In this role, you will:
Architect and optimize scalable systems: You will design, implement, and continuously improve highly reliable infrastructure, directly impacting the success and safety of Zoox's autonomous vehicle platform.
Build proactive monitoring solutions: You will develop advanced monitoring, alerting, and reporting tools to ensure potential issues are identified and resolved before they affect production.
Collaborate across engineering: You will partner closely with software engineering teams to elevate our system architecture, streamline deployment processes, and drive automation initiatives.
Lead incident resolution: You will conduct thorough root cause analyses on production issues and rapidly deploy corrective actions to maintain a resilient and stable environment.

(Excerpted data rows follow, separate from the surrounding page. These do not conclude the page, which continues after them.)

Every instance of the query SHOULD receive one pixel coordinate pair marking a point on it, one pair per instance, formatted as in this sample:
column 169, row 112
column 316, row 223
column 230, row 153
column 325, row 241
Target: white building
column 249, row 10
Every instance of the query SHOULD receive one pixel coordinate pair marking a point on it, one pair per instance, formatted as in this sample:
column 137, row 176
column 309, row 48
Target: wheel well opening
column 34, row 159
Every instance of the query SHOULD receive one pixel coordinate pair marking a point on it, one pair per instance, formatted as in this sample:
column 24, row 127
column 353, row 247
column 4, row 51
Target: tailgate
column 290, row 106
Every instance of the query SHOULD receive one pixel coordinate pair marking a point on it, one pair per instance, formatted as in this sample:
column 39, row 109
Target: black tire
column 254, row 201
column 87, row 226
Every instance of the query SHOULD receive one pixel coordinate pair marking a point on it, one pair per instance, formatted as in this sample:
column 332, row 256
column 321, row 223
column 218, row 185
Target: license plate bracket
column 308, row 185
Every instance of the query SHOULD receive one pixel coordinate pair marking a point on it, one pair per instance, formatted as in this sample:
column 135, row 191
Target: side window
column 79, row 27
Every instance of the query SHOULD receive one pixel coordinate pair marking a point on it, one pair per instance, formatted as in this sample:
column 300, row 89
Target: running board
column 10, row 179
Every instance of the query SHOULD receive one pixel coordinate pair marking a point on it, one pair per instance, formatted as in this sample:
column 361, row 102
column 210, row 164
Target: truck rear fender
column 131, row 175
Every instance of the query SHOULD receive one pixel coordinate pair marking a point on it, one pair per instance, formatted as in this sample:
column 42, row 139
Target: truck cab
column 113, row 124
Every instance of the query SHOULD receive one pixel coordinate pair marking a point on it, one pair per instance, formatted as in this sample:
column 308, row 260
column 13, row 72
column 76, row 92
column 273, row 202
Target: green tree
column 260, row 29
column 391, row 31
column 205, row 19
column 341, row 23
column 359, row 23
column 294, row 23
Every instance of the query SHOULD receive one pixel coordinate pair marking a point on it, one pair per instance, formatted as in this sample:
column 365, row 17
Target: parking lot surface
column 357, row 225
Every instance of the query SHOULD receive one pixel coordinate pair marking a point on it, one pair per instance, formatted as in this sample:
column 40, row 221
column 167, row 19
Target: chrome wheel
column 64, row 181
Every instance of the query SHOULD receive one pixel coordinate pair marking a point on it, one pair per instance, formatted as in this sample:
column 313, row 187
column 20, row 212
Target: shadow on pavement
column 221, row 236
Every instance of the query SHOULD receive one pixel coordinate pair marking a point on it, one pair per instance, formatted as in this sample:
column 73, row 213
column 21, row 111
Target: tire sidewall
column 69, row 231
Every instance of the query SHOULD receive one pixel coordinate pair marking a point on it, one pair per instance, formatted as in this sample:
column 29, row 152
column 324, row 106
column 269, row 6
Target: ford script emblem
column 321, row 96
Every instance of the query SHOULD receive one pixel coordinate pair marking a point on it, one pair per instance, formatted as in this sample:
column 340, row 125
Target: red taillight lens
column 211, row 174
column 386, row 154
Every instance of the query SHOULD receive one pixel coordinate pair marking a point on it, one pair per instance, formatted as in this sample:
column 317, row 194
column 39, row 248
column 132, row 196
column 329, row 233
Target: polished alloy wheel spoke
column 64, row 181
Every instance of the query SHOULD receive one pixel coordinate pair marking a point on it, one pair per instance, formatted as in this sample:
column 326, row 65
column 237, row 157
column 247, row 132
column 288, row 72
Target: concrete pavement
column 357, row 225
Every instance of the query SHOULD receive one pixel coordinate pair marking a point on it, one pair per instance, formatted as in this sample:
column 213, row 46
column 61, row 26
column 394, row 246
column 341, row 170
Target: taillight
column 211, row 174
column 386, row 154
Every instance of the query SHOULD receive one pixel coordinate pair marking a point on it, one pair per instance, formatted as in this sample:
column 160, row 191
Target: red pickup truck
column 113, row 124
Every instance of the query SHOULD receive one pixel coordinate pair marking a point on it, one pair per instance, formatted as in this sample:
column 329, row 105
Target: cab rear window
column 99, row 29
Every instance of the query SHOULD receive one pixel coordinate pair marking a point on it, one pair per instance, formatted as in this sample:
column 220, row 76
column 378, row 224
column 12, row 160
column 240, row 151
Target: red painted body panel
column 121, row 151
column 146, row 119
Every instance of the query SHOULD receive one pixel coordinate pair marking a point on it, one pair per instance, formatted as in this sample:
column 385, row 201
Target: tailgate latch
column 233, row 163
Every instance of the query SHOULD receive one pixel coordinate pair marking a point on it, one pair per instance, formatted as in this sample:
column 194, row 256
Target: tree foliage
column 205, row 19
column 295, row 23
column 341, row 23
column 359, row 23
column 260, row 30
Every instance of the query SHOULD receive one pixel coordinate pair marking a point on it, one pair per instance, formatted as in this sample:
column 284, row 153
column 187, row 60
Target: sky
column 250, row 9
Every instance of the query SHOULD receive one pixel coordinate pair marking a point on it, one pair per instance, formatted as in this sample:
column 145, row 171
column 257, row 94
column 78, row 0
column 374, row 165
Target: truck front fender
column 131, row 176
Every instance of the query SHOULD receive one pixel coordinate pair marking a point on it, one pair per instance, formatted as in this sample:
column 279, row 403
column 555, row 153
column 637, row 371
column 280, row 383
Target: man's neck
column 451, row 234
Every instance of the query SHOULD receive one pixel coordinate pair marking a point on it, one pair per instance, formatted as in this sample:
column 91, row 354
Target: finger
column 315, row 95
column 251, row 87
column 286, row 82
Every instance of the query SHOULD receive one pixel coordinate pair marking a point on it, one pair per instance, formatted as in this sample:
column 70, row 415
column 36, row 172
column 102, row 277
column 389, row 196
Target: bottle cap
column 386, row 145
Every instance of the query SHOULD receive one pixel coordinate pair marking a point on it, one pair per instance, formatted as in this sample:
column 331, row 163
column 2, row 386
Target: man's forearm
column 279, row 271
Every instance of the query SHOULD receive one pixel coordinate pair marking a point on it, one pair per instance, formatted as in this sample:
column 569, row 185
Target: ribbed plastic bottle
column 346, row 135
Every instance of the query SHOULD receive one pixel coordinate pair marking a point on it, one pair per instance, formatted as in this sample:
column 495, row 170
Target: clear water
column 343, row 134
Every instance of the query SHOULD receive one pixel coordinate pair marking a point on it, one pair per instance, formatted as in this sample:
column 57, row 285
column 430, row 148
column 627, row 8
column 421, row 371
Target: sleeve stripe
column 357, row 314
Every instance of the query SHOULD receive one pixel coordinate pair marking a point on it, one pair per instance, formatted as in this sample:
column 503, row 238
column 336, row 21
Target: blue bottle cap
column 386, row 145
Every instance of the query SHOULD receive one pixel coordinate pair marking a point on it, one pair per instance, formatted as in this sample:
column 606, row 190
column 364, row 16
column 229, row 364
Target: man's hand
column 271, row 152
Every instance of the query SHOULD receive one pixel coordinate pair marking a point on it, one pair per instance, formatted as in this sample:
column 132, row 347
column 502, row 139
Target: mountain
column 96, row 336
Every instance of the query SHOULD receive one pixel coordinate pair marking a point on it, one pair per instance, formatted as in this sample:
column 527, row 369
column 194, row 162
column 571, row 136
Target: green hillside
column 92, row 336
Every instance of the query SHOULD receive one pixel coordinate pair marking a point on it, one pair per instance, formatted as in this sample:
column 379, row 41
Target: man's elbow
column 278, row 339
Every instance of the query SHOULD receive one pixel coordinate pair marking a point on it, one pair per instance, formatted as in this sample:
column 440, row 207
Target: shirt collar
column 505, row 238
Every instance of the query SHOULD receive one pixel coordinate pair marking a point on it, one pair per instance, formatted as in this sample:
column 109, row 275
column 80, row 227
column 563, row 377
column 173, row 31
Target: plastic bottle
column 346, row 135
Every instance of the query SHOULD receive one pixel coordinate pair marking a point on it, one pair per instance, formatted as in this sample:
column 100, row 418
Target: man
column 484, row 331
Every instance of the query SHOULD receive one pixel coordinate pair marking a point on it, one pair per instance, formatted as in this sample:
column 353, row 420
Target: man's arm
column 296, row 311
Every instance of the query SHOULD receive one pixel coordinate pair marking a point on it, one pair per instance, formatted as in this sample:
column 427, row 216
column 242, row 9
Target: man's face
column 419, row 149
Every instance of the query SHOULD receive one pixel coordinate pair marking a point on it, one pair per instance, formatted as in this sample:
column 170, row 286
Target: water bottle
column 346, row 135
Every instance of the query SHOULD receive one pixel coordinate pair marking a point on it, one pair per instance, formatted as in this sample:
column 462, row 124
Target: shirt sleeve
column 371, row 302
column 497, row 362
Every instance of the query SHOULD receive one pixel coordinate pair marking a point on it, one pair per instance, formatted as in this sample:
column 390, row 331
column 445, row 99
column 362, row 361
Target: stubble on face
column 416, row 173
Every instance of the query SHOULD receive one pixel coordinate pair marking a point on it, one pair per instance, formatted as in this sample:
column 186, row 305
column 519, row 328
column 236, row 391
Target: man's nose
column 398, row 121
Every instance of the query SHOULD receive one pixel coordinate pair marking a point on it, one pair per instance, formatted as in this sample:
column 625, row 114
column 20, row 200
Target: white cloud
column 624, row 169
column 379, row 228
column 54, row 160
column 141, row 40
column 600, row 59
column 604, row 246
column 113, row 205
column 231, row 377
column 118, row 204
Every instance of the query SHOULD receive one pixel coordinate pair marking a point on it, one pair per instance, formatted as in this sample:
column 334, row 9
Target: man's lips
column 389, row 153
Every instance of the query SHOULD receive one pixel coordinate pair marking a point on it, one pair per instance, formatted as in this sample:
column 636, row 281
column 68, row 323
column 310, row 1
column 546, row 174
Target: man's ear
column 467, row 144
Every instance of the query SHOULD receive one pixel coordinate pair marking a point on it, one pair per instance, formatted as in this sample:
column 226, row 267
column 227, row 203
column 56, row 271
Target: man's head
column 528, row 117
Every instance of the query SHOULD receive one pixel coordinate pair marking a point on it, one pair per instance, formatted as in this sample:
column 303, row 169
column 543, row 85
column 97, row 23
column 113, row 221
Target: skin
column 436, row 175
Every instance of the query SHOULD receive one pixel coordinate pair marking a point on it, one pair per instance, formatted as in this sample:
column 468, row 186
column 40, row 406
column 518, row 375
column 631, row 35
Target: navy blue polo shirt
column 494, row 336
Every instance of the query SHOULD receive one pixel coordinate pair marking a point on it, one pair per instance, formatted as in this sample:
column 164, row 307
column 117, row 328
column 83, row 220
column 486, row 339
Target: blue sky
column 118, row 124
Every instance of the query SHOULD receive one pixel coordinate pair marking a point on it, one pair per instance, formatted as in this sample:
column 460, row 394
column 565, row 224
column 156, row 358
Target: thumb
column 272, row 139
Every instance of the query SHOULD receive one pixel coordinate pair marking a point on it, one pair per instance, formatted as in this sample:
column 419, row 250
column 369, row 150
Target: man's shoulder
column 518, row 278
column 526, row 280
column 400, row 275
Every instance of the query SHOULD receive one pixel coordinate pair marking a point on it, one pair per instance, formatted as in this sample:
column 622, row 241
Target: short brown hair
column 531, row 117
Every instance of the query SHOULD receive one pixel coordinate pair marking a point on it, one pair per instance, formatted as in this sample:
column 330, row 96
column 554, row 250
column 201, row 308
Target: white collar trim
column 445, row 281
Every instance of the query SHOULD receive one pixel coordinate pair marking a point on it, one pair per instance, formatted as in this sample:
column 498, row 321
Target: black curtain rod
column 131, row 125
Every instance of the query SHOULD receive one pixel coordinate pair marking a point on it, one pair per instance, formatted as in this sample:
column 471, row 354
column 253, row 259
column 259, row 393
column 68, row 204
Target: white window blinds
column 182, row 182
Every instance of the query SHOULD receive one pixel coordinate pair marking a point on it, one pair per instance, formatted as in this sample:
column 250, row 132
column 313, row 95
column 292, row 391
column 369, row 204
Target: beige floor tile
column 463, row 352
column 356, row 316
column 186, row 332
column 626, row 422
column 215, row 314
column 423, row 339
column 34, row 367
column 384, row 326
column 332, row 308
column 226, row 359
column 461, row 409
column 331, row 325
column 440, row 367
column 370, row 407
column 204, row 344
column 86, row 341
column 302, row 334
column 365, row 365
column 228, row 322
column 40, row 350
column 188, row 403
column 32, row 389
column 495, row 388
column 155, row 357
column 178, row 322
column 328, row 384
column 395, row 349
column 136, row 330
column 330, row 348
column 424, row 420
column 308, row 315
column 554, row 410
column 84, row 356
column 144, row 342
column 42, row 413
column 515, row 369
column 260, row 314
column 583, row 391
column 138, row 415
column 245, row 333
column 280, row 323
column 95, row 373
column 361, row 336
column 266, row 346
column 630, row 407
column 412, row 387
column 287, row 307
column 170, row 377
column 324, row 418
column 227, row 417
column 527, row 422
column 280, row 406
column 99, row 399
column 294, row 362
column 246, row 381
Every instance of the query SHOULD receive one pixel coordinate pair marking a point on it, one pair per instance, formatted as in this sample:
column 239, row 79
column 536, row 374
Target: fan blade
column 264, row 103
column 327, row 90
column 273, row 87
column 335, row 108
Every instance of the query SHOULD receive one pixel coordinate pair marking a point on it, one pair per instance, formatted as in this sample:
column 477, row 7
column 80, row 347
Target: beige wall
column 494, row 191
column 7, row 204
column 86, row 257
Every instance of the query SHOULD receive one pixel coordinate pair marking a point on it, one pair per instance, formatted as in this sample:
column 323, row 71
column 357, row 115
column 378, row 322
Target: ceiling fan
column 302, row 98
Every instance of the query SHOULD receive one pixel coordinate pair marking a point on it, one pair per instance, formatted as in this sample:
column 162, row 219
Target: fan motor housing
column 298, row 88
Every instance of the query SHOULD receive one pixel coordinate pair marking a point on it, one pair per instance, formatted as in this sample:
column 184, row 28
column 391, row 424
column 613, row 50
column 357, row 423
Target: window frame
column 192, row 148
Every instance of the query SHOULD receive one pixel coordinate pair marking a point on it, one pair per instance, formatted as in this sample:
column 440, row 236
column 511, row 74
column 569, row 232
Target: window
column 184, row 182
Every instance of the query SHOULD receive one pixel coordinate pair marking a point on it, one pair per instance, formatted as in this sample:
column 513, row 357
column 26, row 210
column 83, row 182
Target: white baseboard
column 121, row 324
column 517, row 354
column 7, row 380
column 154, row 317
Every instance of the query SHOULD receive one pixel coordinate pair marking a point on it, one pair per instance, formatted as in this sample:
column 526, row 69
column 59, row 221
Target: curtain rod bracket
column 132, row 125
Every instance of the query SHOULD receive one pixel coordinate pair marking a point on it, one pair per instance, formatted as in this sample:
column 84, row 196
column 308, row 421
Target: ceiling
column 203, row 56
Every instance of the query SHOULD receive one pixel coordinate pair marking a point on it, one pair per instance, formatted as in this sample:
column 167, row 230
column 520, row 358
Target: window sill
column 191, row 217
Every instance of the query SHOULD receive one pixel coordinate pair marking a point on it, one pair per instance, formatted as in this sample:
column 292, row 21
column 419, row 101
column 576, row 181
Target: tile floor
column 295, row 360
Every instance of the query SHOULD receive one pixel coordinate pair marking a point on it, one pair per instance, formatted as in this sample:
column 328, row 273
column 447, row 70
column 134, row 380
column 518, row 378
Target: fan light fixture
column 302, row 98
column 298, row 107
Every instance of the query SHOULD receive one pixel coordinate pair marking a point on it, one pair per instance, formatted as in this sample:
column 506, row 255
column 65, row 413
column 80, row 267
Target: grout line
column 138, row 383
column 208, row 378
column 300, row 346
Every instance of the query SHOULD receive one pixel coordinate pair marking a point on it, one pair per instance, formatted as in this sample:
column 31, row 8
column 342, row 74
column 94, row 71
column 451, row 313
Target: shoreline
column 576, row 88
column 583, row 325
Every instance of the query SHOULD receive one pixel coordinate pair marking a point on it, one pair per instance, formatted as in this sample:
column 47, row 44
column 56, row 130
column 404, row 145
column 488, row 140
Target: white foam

Ensure business continuity: You will safeguard the company's operations by designing and implementing robust disaster recovery plans to keep the Zoox fleet running smoothly under any circumstances.
Qualifications
SRE & Distributed Systems Experience: 5+ years of experience in site reliability engineering or a similar role, with a strong, objective background in managing large-scale distributed systems.
Cloud & Infrastructure as Code (IaC): Proven experience operating within major cloud platforms (AWS, GCP, or Azure) and utilizing IaC tools like Terraform, Ansible, Salt, or CloudFormation.
Container Orchestration: Technical expertise in deploying, managing, and scaling systems using container orchestration technologies such as Kubernetes.
Core Infrastructure Knowledge: Deep, foundational understanding of networking protocols, storage solutions, and database technologies.
Programming Proficiency: Strong, demonstrable programming and scripting skills in languages such as Python, Go, C/C++, or Java.
Bonus Qualifications
Experience in the automotive or autonomous vehicle industry.
Knowledge of security best practices and compliance requirements.